本项目的研究内容属于分形几何和偏微分方程等的交叉领域.项目拟通过建立分形Strichartz估计和守恒律等工具,研究由分形测度定义的非线性分形薛定谔方程.具体研究内容如下:(1)建立适用于分形薛定谔方程的分形Strichartz估计; (2)利用分形Strichartz估计和经典偏微分方程理论中的方法,研究非线性薛定谔方程的局部适定性问题,包括局部解的存在性与唯一性,爆破准则和对初值函数的连续依赖性等内容;(3)通过建立守恒律和能量估计,研究非线性分形薛定谔方程的整体适定性问题.本项目的研究不仅将丰富和发展分形几何和偏微分方程等理论, 而且在量子力学和尺度相对论等领域中较强的应用价值.

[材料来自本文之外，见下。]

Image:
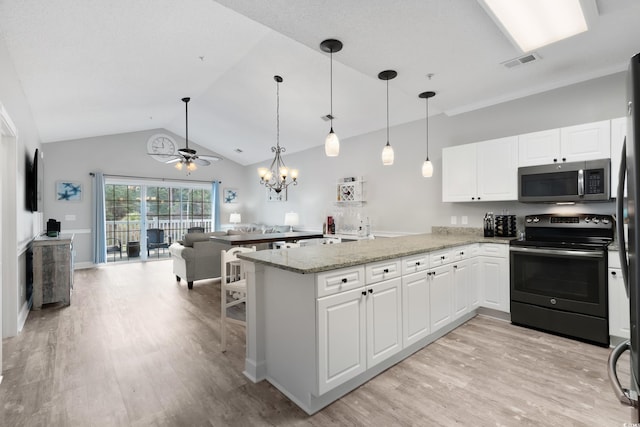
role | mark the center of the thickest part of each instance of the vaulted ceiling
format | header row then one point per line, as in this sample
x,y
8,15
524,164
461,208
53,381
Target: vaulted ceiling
x,y
91,68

本项目着重研究了分形上的热方程、波动方程、薛定谔方程、薛定谔算子和Strichartz估计等分析问题。具体研究内容如下：(1) 利用分形测度的几何性质和经典偏微分方程的理论，我们得到了分形上的热方程、波动方程、薛定谔方程解的存在唯一性和数值逼近等结果。(2) 利用分形Laplace算子的分析性质和经典分析中的技巧，得到了分形薛定谔算子的特征值渐进估计等结果。本项目已发表SCIE论文5篇，已接收待发表SCIE论文1篇，已投稿论文2篇。项目负责人参加会议5次, 作学术报告1次。